Maybe they should download the results of the TrackYourHappiness project, which employs an iPhone app to get volunteers to record their state of mind three times a day for a few months.
The research (in progress) concludes people are happier when their minds are occupied, while daydreamers tend to sulk.
Well, not just their minds. The study revealed the highest rated happiness activity is having sex. It seems only 30 percent of participants let their minds wander during carnal exertions …
Australia is no laggard in the quest to unveil GDP alternatives.
The Australian Bureau of Statistics has operated its Measures of Australian Progress (MAP) program for several years.
Community Indicators Victoria and TasTogether are just two Australian dashboard projects that measure the social vibe behind an economic beat.
Industry and the Property Council are also on board.
The Green Building Council’s draft Green Star Communities Framework sets out six multiple bottom line principles for designing sustainable neighbourhoods.
The Property Council is also involved with an Australian Sustainable Built Environment Council (ASBEC) project to settle on an agreed dashboard of sustainability metrics that industry, community groups and government can sign up to.
Last month, the Property Council released a unique perspective – My City: The People’s Verdict – on the liveability of our major cities.
Auspoll asked more than 4000 Australians to define and then rate their city’s liveability. In doing so, we acknowledged that Australian citizens, not academics, politicians (or even the Property Council), were the experts.
Check out last month’s Property Australia editorial or www.propertyoz.com.au/mycity for the results.

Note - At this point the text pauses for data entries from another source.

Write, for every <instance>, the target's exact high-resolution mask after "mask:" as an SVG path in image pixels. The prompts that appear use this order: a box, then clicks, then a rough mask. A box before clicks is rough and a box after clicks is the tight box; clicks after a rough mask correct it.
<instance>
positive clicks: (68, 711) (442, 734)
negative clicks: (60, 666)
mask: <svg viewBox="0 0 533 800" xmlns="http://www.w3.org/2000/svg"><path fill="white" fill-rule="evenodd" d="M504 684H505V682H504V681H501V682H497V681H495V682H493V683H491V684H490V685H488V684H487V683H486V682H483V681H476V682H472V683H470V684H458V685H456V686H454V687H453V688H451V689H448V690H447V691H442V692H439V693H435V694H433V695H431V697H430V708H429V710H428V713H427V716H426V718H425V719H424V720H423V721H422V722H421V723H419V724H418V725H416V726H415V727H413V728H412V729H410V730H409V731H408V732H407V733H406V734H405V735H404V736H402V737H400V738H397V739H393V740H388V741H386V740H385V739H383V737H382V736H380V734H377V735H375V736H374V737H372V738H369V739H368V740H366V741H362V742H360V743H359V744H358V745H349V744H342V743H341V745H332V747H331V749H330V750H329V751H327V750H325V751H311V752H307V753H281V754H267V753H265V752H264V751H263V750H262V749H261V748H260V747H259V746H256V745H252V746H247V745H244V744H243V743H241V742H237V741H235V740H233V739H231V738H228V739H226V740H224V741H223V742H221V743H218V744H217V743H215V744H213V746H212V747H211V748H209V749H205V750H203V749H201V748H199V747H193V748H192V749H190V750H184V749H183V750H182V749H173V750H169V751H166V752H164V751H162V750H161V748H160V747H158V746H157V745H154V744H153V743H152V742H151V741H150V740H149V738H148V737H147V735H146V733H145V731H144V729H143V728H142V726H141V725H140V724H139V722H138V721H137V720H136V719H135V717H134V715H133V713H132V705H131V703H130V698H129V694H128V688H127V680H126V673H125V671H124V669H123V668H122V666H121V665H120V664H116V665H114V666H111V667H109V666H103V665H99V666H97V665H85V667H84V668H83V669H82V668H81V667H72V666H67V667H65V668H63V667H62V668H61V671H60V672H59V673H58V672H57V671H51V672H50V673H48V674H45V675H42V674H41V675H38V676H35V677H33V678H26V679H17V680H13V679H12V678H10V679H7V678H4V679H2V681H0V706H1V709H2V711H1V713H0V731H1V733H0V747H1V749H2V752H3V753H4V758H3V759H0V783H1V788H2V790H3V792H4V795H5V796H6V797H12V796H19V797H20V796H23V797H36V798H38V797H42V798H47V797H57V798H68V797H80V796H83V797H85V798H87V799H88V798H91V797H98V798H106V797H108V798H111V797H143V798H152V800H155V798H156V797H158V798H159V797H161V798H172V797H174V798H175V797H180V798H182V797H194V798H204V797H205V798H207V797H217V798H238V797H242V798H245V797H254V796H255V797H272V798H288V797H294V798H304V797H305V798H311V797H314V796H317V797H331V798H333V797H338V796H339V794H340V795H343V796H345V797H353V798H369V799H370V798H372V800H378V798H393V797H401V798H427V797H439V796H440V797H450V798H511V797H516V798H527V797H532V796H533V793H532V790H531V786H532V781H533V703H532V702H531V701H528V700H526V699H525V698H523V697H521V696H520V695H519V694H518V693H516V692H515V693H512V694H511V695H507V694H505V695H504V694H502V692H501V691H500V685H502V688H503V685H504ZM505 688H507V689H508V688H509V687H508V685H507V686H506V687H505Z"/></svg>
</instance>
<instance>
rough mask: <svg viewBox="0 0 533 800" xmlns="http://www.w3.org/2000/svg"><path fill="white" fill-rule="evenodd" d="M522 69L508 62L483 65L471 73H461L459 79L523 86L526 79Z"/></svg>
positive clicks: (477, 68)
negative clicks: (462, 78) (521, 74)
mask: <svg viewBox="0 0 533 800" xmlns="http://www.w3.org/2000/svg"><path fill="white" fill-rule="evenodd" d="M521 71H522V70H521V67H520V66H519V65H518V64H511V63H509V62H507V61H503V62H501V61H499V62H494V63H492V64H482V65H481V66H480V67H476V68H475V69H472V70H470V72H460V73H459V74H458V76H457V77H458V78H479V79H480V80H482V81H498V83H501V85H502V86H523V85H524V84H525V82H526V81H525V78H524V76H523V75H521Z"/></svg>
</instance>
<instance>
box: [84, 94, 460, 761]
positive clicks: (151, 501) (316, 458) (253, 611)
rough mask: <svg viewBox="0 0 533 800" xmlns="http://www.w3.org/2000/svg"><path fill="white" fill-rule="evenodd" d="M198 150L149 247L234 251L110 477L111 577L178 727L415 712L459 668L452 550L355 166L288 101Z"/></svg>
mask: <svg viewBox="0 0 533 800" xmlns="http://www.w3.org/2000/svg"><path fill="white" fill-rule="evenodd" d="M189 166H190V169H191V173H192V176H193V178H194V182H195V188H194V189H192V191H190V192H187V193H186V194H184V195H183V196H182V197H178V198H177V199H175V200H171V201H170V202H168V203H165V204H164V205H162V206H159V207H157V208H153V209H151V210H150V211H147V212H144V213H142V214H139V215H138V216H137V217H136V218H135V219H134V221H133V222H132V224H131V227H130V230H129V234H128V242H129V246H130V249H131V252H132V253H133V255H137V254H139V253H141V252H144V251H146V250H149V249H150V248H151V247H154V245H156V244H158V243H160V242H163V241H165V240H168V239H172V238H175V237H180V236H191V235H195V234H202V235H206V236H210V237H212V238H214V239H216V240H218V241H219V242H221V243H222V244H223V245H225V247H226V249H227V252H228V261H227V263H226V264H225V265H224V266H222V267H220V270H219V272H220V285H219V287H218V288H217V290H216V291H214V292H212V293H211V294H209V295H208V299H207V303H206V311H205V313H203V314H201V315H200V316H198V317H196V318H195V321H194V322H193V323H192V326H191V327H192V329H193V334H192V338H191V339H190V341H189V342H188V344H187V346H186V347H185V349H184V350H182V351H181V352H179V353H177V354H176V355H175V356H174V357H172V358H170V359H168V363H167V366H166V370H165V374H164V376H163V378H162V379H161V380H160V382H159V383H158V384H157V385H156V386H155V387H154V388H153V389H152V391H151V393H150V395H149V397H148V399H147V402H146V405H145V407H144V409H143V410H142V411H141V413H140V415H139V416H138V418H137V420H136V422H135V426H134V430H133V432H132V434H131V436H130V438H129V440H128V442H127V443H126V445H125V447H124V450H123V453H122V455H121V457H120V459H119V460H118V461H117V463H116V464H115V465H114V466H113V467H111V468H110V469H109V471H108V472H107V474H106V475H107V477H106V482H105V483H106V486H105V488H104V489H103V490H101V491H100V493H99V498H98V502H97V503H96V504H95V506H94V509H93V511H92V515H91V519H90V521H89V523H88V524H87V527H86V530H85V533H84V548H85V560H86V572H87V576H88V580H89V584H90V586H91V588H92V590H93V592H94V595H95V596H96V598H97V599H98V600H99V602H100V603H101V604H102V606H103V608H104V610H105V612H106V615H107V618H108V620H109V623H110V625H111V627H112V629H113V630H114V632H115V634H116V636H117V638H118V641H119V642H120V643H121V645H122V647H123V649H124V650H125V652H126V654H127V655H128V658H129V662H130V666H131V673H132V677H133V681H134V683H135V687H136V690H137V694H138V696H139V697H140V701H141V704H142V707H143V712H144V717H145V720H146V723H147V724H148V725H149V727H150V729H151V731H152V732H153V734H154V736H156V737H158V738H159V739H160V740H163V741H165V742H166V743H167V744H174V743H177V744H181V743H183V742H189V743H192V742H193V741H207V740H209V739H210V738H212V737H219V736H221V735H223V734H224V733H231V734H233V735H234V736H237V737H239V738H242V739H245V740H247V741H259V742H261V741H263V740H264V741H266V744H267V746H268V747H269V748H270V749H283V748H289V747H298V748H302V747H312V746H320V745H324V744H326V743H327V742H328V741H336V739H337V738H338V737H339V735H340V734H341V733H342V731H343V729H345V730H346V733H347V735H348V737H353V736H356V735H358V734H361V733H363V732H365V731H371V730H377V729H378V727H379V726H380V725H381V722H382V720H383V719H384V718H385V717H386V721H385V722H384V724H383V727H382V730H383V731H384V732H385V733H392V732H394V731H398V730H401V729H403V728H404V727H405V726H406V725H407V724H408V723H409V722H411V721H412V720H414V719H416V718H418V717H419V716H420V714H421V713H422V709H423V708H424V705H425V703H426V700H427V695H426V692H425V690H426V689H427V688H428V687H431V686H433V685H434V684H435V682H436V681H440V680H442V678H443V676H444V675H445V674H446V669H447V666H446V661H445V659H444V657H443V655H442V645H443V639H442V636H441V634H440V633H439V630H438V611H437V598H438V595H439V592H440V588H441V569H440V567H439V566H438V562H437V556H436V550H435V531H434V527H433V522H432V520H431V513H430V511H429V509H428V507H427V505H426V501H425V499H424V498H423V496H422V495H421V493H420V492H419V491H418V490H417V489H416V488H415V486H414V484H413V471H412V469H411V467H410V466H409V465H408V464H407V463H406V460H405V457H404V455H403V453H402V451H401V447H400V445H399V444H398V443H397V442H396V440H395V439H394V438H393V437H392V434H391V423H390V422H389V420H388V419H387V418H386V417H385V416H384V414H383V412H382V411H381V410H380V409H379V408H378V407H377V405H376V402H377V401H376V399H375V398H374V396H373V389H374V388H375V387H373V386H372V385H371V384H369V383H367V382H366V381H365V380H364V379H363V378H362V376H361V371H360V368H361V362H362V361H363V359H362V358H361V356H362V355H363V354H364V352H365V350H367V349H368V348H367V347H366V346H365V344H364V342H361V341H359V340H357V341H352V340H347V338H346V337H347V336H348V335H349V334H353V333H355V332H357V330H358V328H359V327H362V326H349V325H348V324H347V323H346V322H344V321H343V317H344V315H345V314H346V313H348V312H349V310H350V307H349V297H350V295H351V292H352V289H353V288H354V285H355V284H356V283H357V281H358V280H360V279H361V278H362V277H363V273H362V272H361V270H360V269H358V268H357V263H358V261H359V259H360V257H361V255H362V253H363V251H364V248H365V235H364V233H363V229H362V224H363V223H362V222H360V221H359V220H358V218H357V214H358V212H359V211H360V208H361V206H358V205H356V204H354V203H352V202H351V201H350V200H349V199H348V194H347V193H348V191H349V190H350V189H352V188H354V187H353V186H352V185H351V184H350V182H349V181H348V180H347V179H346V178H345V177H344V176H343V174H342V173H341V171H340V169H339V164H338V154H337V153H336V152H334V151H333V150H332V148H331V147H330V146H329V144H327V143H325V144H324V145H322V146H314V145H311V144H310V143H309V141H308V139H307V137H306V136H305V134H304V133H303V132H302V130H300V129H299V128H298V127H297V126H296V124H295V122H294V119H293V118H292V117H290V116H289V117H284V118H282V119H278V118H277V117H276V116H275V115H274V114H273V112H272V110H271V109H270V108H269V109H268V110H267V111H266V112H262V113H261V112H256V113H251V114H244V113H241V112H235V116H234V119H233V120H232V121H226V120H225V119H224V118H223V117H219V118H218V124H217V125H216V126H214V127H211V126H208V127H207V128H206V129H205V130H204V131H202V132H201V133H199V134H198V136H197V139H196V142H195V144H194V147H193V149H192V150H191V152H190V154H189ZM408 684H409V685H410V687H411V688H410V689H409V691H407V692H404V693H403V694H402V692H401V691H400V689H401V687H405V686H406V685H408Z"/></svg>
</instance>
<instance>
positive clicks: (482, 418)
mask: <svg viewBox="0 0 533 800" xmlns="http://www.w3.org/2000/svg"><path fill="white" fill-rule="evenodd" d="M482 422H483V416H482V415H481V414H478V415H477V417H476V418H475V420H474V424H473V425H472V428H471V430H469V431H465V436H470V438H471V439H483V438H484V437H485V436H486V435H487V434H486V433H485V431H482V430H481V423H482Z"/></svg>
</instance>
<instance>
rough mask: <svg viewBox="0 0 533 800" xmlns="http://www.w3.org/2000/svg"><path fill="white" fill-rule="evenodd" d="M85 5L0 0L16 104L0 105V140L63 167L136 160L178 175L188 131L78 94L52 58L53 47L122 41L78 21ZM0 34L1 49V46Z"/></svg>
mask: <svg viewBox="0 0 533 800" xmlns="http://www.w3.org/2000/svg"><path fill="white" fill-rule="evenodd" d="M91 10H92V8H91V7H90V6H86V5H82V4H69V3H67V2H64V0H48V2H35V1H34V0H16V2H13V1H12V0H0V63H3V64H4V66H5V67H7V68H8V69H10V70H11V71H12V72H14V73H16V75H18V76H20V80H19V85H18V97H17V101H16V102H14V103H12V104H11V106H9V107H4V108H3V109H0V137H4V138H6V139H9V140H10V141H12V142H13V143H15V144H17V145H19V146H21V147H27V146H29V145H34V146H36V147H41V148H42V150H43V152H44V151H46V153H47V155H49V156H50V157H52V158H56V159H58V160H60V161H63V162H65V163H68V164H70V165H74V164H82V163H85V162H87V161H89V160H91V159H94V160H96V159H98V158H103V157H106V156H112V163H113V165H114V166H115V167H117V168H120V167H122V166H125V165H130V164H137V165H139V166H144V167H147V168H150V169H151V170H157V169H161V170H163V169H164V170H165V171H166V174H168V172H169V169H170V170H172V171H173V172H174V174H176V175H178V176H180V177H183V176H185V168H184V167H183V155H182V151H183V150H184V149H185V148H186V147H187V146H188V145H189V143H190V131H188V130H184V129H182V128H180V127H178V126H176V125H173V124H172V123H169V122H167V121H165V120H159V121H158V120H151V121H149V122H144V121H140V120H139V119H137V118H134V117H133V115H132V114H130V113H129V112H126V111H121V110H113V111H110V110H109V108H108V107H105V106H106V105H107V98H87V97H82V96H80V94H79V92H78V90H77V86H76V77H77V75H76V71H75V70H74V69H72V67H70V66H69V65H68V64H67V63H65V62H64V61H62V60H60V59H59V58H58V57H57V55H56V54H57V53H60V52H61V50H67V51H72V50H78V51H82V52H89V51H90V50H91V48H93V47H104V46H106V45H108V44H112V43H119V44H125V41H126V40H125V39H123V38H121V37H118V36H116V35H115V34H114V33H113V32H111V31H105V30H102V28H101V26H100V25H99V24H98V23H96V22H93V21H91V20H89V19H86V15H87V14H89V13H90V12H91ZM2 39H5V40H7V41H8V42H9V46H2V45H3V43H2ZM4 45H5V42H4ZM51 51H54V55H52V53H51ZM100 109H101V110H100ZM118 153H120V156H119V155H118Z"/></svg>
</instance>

An inevitable ‘announceable’ from the Federal Government’s current population and cities consultations will be a dashboard of liveability indicators.
This is where we get nervous.
Even metrics loving KPI junkies such as the Property Council see the dangers of measurement fetishism.
The biggest problem with Australia’s governments is their failure to make decisions based on a long-term view, followed by an inability to make decisions that join up to a coherent platform of action.
Governments can hatch dashboards and indicators to rival the latest mind-boggling Airbus cockpit. It won’t improve the lot of Australians unless we modernise the nation’s disjointed machinery of government.
By all means measure liveability, sustainability, economic competitiveness, security and the like.
However, start by setting meaningful targets for improving national performance in each of these prosperity categories.
Ensure the targets map together.
Then totally re-organise the machinery of government at all levels to guarantee efficient delivery on these targets.
As the Property Council’s Auspoll study revealed, Australians rate delivery, not promises.